The eighth cranial nerve (called the vestibulocochlear nerve or auditory vestibular nerve) consists of two parts. The cochlear nerve (auditory nerve) relays the auditory information from the inner ear to the brainstem. The vestibular nerve (balance nerve) transmits information from the organ of balance to the brain. Most acoustic neuromas originate in the vestibular part of the eighth cranial nerve (the tissue sheath); in rare cases they arise in the cochlear nerve.

The facial nerve – the seventh cranial nerve – runs parallel to the eighth cranial nerve and controls the facial muscles.

The cause of acoustic neuroma is unknown. Only in a small group of patients – those who suffer from a condition called neurofibromatosis type 2 – is a genetic defect present. This generally leads to multiple neuromas at different cranial nerves and in the region of the spinal cord. These patients tend to have acoustic neuromas on both sides.

Acoustic neuromas usually grow slowly over a period of several years, displacing the surrounding tissue and destroying the temporal bone in the process. As the tumour is benign (noncancerous), it does not form secondary tumours (metastases). In some cases symptoms may occur later in the tumour’s development because the subarachnoid space is relatively large.

How often do acoustic neuromas occur?

These tumours occur in 0.79 out of 100,000 people. Six per cent of all primary intracranial tumours (i.e. those within the skull) are acoustic neuromas.

What are the symptoms?

The main symptom is gradually progressive hearing loss. Acute hearing occurs only infrequently. Other symptoms include dizziness and tinnitus. Paralysis of the facial muscles and numbness or pain in the face are only rarely present. Coordination disorders and symptoms of paralysis or increasing intracranial pressure are found only where tumours are large, and are a sign of a life-threatening condition.

What are the necessary tests?

The initial examination is usually carried out by an ENT specialist. The most effective approach involves audiometric tests including pure-tone and speech audiograms, impedance tests with recording of the stapedius reflex and objective audiometric tests.

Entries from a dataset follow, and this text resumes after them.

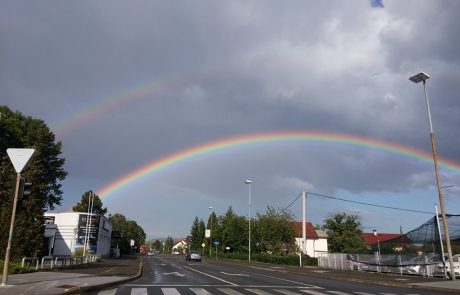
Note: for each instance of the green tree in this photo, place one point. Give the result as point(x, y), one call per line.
point(85, 203)
point(234, 232)
point(197, 233)
point(344, 233)
point(130, 231)
point(274, 232)
point(169, 243)
point(45, 171)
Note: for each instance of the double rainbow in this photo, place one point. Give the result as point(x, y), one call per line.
point(272, 138)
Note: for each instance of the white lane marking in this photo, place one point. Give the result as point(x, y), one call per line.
point(258, 292)
point(234, 274)
point(214, 277)
point(286, 292)
point(339, 293)
point(174, 273)
point(139, 291)
point(170, 291)
point(229, 291)
point(312, 292)
point(200, 291)
point(107, 292)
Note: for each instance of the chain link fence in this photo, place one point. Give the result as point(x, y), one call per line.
point(409, 264)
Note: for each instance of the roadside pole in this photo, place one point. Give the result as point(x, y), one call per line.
point(19, 158)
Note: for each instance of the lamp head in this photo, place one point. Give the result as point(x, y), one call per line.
point(419, 77)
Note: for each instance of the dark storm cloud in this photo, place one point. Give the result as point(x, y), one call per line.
point(234, 68)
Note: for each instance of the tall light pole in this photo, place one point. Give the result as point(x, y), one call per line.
point(210, 234)
point(20, 158)
point(422, 77)
point(249, 182)
point(376, 234)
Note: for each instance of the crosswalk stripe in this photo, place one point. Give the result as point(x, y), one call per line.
point(339, 293)
point(229, 291)
point(258, 292)
point(138, 291)
point(107, 292)
point(286, 292)
point(200, 291)
point(312, 292)
point(170, 291)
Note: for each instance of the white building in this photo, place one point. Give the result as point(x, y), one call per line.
point(316, 240)
point(67, 232)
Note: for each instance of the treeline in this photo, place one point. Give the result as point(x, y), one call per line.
point(44, 172)
point(272, 233)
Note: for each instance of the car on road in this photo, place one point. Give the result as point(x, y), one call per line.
point(193, 256)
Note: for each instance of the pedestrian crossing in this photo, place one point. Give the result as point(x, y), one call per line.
point(232, 290)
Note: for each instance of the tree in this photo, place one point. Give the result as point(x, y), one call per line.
point(169, 243)
point(197, 232)
point(344, 233)
point(45, 171)
point(85, 203)
point(234, 231)
point(274, 232)
point(130, 231)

The main objective audiometric test is the measurement of acoustically evoked brainstem potentials, which indicate the occurrence of an acoustic neuroma if the brainstem responses exhibit a characteristic delay or are completely absent. In addition, imaging techniques such as magnetic resonance imaging are essential to confirm a suspected diagnosis of acoustic neuroma. Vestibular diagnostics (i.e. balance tests) and examinations of other cranial nerves are also recommended.
Acoustic neuroma treatment depends on the size of the tumour, the state of hearing and the patient’s age and general health. The primary aim is complete surgical removal of the neuroma while at the same time ensuring functional preservation of the facial nerve and hearing ability. This can be achieved in most cases, thanks to today’s microsurgical techniques and the use of surgical microscopes, intraoperative monitoring and special neuronavigation systems, which allow exact localisation of the tumour. As a rule, priority is usually given to the surgical solution. However, there are other treatment options, which must be considered on a case-by-case basis and weighed up against surgery.

Information on these alternative options and various surgical approaches is given here:

  • Radiotherapy using the gamma knife
  • Postoperative rehabilitation – acoustic neuroma
  • The transtemporal approach
  • The translabyrinthine approach
  • The suboccipital approach via the posterior cranial fossa

The wait-and-see approach is also an option. This is justified if the tumour is very small and has not yet affected the hearing, or in older patients where the tumour has not yet resulted in displacement of the brainstem. In any case, annual MRI scans are required to monitor the tumour’s growth and – in the event that signs of compression are observed – to determine precisely when surgery is necessary.